Her talents earned her full scholarships to the School of American Ballet and American Ballet Center. At Indiana University, Bloomington, Graves accelerated her four-year program, attaining a Bachelor of Science in Ballet, with distinction, in just three years.

She launched her professional career with the Dance Theatre of Harlem, co-founded by Arthur Mitchell and Karel Shook, and ascended to principal dancer within one year. After three years, she assumed ballet mistress and later regisseuse roles, overseeing works by choreographers like Mitchell, Glen Tetley, Michael Smuin, Billy Wilson, Alonzo King, and the Balanchine Repertoire staging.

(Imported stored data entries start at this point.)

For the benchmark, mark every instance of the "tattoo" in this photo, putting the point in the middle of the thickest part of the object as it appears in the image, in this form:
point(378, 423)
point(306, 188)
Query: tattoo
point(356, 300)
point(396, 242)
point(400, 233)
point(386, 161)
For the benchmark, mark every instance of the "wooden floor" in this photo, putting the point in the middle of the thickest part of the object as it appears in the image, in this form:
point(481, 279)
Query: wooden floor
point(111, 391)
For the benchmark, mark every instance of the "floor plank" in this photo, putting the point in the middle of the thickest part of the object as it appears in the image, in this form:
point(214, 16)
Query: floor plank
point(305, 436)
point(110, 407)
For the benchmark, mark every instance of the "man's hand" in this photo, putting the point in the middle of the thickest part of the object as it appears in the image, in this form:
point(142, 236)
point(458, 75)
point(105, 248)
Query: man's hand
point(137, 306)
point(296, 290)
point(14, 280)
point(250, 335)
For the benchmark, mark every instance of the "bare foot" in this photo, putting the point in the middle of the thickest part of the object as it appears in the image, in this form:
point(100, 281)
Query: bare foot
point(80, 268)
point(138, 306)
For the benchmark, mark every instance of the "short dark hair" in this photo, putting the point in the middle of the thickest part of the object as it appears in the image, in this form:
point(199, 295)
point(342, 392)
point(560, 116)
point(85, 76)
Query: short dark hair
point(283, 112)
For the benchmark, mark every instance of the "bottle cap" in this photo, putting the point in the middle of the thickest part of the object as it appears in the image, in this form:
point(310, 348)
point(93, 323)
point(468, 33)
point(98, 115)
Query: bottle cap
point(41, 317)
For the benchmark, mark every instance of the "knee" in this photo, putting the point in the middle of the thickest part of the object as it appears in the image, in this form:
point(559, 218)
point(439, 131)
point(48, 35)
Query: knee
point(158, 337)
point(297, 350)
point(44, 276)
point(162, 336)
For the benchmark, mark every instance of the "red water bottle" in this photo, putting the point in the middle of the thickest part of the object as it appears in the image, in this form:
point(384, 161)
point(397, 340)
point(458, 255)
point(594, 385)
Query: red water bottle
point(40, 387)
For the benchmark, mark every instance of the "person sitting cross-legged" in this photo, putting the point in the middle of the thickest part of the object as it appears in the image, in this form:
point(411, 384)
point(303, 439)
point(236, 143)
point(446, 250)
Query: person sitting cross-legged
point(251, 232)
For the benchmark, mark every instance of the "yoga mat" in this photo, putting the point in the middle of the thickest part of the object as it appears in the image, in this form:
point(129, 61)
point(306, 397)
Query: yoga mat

“She touched many lives and was an integral part of the 20-year Dance Theatre of Harlem/Kennedy Center Pre-Professional Residency Program among many others,” Dance Theatre of Harlem said in its caption. “…Arthur Mitchell’s right-hand woman as she was, Ms. Graves’ interest was always in identifying and nurturing the next generation of outstanding dancers.”

The obituary added that in 2012, Graves embarked on a historic Russian tour, assisting Mitchell in teaching at the prestigious Bolshoi Academy, Vaganova School, and Boris Eifman Company, solidifying her reputation on the global dance stage. Graves’ expertise was also sought after as a permanent guest teacher at Alvin Ailey American Dance Theatre. She continued teaching at the Todd Rosenlieb Dance Center, Governor’s School for the Arts, and Ballet Virginia International.

“Her loss is a great one, and she will be greatly missed,” the Dance Theatre of Harlem concluded.